How do you know if it is the recording or your system?

By way of example with a focus on bass, for some songs I like the amount of bass, then another song I feel like it needs more bass to hit harder, and then another song I feel like there is too much bass and it is boomy. Does that ever happen to you? I feel like I am getting the treble sorted out, but going back and forth on the bass.

Can anyone listen to the first 20 second of the song Temptation by Diana Krall from the Girl In The Other Room album and let me know if there is a bass component that is a bit much? The vocals sound good so no issue there.

Thanks.

12many

By way of example with a focus on bass, for some songs I like the amount of bass, then another song I feel like it needs more bass to hit harder, and then another song I feel like there is too much bass and it is boomy. Does that ever happen to you? I feel like I am getting the treble sorted out, but going back and forth on the bass. Can anyone listen to the first 20 second of the song Temptation by Diana Krall from the

If you are sitting on top of a modal peak or two, any track that has significant content at that frequency could boom you all the way to China town (Boom Shacka laka). Plot your room modes, position yourself out of such modes or use a pair of subs at the ’correct locations’ to ’cancel’ those modes out.

Some crappy recordings from the 80s and so on will be bass flaccid. If that’s the case, turn the tone controls knob clockwise. If the listener is a "pure" individual and refrains from usage of gear with EQ, tone controls, etc, well, such is his predicament (One lays in the bed he makes). The number of recordings he may really enjoy could drop from 5000 to 5.

Every recording you have ever heard in life has already gotten EQ’d all the way to high heaven before it got put on a CD or vinyl for you (it ain’t pure). There is nothing wrong with EQ’ing it to your taste if the mastering guy (who got way too high the night before) screwed it up while he EQ’d away.

 

 

 

No:  not every track sounds good on my system.
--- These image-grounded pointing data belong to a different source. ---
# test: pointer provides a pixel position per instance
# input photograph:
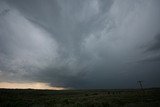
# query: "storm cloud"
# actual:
(80, 43)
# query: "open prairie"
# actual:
(80, 98)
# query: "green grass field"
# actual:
(80, 98)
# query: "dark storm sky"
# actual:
(80, 43)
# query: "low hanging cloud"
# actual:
(79, 44)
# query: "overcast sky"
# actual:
(80, 43)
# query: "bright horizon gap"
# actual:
(32, 85)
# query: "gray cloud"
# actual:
(79, 44)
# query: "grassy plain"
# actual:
(80, 98)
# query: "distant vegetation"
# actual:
(80, 98)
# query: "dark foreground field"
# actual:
(80, 98)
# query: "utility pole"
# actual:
(141, 86)
(140, 83)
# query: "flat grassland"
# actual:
(80, 98)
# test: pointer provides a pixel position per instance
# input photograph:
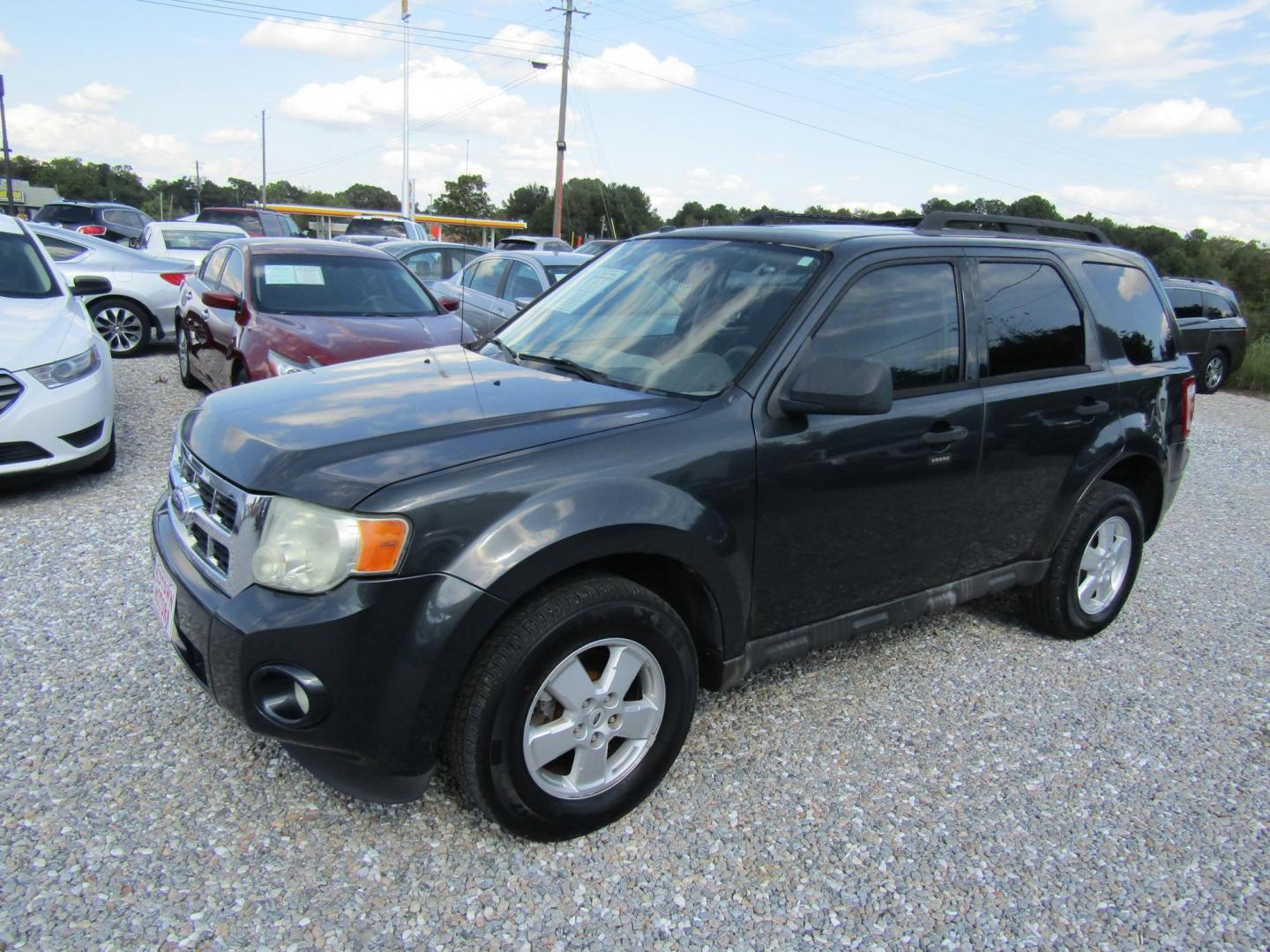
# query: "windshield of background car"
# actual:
(23, 271)
(247, 219)
(65, 215)
(675, 315)
(195, 239)
(337, 286)
(557, 271)
(376, 227)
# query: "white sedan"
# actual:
(56, 385)
(187, 240)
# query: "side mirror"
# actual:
(88, 286)
(837, 385)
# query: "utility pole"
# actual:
(407, 205)
(564, 98)
(8, 170)
(265, 178)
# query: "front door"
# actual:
(857, 510)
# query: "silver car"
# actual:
(489, 291)
(143, 301)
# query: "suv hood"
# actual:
(335, 435)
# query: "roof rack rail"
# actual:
(938, 222)
(796, 219)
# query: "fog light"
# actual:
(288, 695)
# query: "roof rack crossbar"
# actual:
(1011, 225)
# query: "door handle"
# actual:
(945, 438)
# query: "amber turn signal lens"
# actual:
(383, 544)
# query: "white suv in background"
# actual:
(56, 386)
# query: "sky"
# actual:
(1146, 112)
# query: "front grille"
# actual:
(22, 453)
(11, 389)
(217, 522)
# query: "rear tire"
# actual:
(574, 710)
(1094, 568)
(1214, 372)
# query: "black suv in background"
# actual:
(1214, 333)
(257, 222)
(712, 450)
(106, 219)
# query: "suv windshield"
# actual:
(22, 271)
(65, 215)
(195, 239)
(244, 217)
(337, 286)
(676, 315)
(376, 227)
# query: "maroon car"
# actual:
(265, 308)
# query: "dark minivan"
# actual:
(710, 450)
(1214, 331)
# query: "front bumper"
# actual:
(387, 651)
(36, 427)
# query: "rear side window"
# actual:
(1129, 306)
(1217, 306)
(905, 316)
(1186, 302)
(1030, 317)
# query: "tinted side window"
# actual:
(1032, 320)
(522, 282)
(1131, 308)
(233, 279)
(211, 270)
(906, 316)
(1217, 306)
(1186, 302)
(488, 276)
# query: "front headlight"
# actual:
(282, 366)
(69, 369)
(311, 548)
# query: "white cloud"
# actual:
(329, 37)
(631, 68)
(1139, 43)
(1232, 179)
(909, 32)
(230, 136)
(1172, 117)
(93, 97)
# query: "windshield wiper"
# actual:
(564, 363)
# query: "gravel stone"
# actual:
(957, 782)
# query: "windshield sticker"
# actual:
(294, 274)
(583, 288)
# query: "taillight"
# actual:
(1188, 406)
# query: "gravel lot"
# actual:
(959, 779)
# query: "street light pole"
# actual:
(8, 170)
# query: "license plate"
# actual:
(165, 599)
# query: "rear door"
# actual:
(1050, 404)
(859, 510)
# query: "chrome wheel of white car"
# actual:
(122, 324)
(594, 718)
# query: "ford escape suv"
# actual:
(709, 450)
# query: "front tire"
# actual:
(574, 710)
(124, 325)
(1214, 374)
(1094, 568)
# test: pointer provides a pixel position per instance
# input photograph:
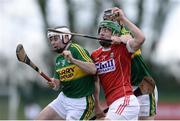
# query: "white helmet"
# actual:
(62, 29)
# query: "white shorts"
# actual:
(148, 103)
(73, 108)
(125, 108)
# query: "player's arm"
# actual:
(134, 43)
(87, 66)
(98, 109)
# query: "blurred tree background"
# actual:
(83, 17)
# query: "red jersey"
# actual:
(114, 71)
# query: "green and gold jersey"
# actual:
(75, 82)
(138, 68)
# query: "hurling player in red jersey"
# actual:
(113, 63)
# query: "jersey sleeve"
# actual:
(124, 31)
(81, 53)
(56, 75)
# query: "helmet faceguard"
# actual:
(61, 36)
(114, 26)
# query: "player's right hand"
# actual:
(54, 84)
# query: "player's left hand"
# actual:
(67, 54)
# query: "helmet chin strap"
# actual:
(60, 50)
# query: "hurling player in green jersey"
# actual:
(74, 71)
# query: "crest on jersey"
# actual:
(106, 66)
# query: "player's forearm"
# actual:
(88, 67)
(138, 39)
(97, 91)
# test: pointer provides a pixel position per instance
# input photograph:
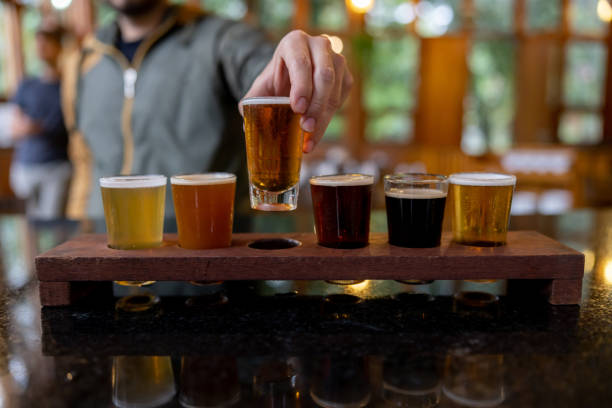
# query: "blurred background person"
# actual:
(40, 172)
(157, 91)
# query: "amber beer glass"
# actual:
(142, 381)
(274, 143)
(204, 207)
(341, 206)
(134, 210)
(481, 207)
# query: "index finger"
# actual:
(295, 54)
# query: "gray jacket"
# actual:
(173, 110)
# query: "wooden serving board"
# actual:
(68, 270)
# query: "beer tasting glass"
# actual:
(274, 141)
(134, 210)
(142, 381)
(341, 205)
(415, 209)
(481, 207)
(204, 207)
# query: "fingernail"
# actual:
(309, 146)
(308, 125)
(301, 106)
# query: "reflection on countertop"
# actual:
(297, 344)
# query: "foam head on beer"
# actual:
(482, 179)
(342, 180)
(415, 209)
(204, 207)
(341, 205)
(481, 207)
(134, 210)
(274, 141)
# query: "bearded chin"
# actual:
(134, 8)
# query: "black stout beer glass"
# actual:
(415, 209)
(342, 209)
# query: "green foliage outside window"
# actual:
(275, 14)
(31, 21)
(3, 53)
(390, 76)
(543, 14)
(233, 9)
(580, 128)
(497, 15)
(104, 14)
(329, 14)
(584, 19)
(490, 108)
(584, 77)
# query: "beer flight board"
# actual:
(85, 266)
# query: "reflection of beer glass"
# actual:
(415, 209)
(341, 206)
(411, 381)
(474, 380)
(204, 206)
(210, 381)
(142, 381)
(274, 143)
(134, 210)
(341, 383)
(481, 207)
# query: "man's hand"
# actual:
(23, 126)
(315, 78)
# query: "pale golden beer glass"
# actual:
(134, 210)
(274, 141)
(481, 207)
(142, 381)
(204, 207)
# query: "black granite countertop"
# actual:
(308, 344)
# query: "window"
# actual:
(30, 21)
(489, 108)
(495, 15)
(543, 14)
(3, 52)
(584, 19)
(328, 14)
(233, 9)
(104, 14)
(275, 15)
(389, 88)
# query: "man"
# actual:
(40, 172)
(157, 92)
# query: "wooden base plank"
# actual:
(527, 256)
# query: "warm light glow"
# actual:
(604, 10)
(60, 4)
(608, 271)
(360, 6)
(359, 287)
(589, 260)
(336, 43)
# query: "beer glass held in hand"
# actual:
(415, 209)
(341, 205)
(481, 207)
(134, 210)
(204, 207)
(274, 141)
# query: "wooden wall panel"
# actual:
(443, 76)
(537, 90)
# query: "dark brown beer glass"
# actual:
(341, 206)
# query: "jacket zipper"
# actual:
(130, 76)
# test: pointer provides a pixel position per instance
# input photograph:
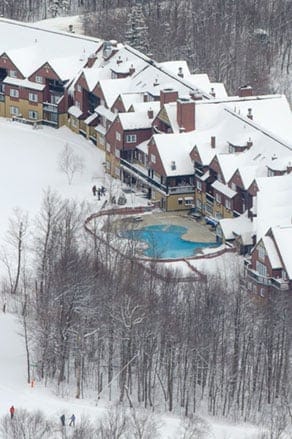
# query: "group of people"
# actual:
(62, 418)
(71, 423)
(98, 191)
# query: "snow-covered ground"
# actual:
(15, 390)
(28, 166)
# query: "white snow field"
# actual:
(28, 166)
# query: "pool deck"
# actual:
(196, 231)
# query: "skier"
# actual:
(72, 421)
(12, 411)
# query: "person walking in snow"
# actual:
(72, 421)
(12, 411)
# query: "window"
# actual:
(261, 252)
(118, 136)
(14, 111)
(261, 269)
(228, 204)
(14, 93)
(218, 198)
(33, 115)
(33, 97)
(73, 122)
(131, 138)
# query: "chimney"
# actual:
(150, 113)
(91, 60)
(212, 92)
(245, 91)
(168, 95)
(186, 114)
(132, 70)
(196, 96)
(180, 72)
(249, 114)
(249, 143)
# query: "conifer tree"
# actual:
(137, 34)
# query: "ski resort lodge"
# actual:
(176, 136)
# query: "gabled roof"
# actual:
(175, 148)
(272, 252)
(282, 237)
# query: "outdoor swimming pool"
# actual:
(165, 242)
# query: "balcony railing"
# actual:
(139, 174)
(51, 108)
(181, 189)
(280, 284)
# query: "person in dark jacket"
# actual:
(12, 411)
(72, 420)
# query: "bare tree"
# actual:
(70, 163)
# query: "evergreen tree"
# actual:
(137, 34)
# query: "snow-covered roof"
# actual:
(75, 111)
(103, 111)
(91, 118)
(174, 151)
(272, 252)
(135, 121)
(283, 236)
(30, 47)
(273, 203)
(111, 89)
(223, 189)
(240, 226)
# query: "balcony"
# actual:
(209, 198)
(50, 108)
(278, 283)
(184, 189)
(140, 175)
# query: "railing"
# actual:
(209, 198)
(145, 177)
(51, 108)
(181, 189)
(280, 283)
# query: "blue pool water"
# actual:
(164, 241)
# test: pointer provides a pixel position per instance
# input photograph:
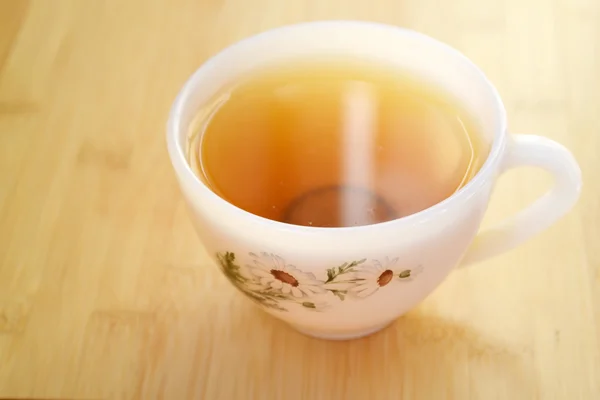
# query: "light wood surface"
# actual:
(105, 291)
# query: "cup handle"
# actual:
(537, 151)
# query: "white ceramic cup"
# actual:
(342, 283)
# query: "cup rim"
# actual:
(186, 174)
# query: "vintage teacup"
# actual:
(341, 283)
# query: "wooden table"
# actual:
(105, 291)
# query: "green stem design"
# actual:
(334, 273)
(270, 298)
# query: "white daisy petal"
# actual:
(366, 275)
(339, 285)
(260, 272)
(367, 292)
(364, 286)
(276, 284)
(311, 289)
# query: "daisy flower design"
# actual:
(273, 272)
(376, 275)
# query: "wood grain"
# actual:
(105, 291)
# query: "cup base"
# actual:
(341, 335)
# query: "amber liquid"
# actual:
(335, 143)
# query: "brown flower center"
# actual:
(285, 277)
(385, 278)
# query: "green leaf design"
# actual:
(404, 274)
(334, 273)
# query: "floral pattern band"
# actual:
(273, 283)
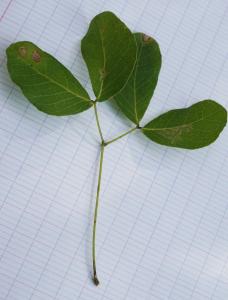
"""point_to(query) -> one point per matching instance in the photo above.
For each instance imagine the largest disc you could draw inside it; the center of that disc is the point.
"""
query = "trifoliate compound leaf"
(194, 127)
(135, 97)
(109, 50)
(45, 81)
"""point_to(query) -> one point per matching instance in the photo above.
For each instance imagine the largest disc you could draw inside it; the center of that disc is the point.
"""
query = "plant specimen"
(124, 66)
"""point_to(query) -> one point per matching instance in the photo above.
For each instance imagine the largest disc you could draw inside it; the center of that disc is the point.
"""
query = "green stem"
(97, 121)
(95, 279)
(120, 136)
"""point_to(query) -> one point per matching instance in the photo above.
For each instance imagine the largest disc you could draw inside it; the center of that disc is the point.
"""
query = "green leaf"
(194, 127)
(135, 97)
(109, 50)
(45, 81)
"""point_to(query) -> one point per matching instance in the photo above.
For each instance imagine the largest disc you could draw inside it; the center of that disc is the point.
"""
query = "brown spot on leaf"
(36, 56)
(22, 51)
(175, 134)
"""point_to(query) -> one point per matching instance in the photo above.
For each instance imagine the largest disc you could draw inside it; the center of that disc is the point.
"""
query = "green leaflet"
(109, 50)
(194, 127)
(45, 81)
(135, 97)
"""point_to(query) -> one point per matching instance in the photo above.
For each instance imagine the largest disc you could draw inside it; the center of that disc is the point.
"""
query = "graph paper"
(162, 231)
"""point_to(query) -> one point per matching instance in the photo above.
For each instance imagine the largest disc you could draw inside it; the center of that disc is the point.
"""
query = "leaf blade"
(109, 50)
(190, 128)
(135, 97)
(44, 81)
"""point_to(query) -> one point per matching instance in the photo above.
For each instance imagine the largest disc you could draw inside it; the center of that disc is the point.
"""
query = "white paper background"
(163, 220)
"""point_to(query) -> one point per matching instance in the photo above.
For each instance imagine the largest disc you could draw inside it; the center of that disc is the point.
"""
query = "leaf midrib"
(57, 83)
(104, 61)
(183, 125)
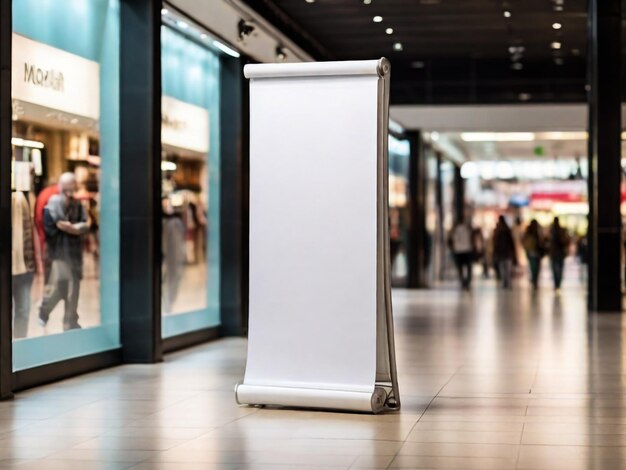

A revealing system makes a crap source sound even crappier.

12many OP

Some bass great, other bass bad: It’s your space then, certain bass frequencies (or their overtones), not all, are causing problems, becoming stronger/weaker/mud by the mix of reflections of those/some specific frequencies.

I would try different positions and different toe-in, I just posted this about that:

Toe-In Alternates

 

 

"Thanks all. Good info. My issue is not so much about a poor quality recording, just that some good recordings are coming across with a bit too much bass energy, while other sound good, even when they have bass content. It may be the room or speaker positions or me - maybe I am not accepting enough of the artists/mixers choice to have more bass in some parts of the song. I don’t have subs in my system, but did have this issue before when using subs."

For the past 20+ years, I've been listening to Magnepan or Electrostatic speakers, which are EXTREMLEY revealing, which could be a drawback. I've learned to find music that has been recorded well, which doesn't mean that I don't listen to poorly recorded music, I just have separate playlist. So, to answer your question, no, not every track sounds good on my system. I've purchased and use the Schiit Lokius, it helps but it does not substitute for poorly recorded music.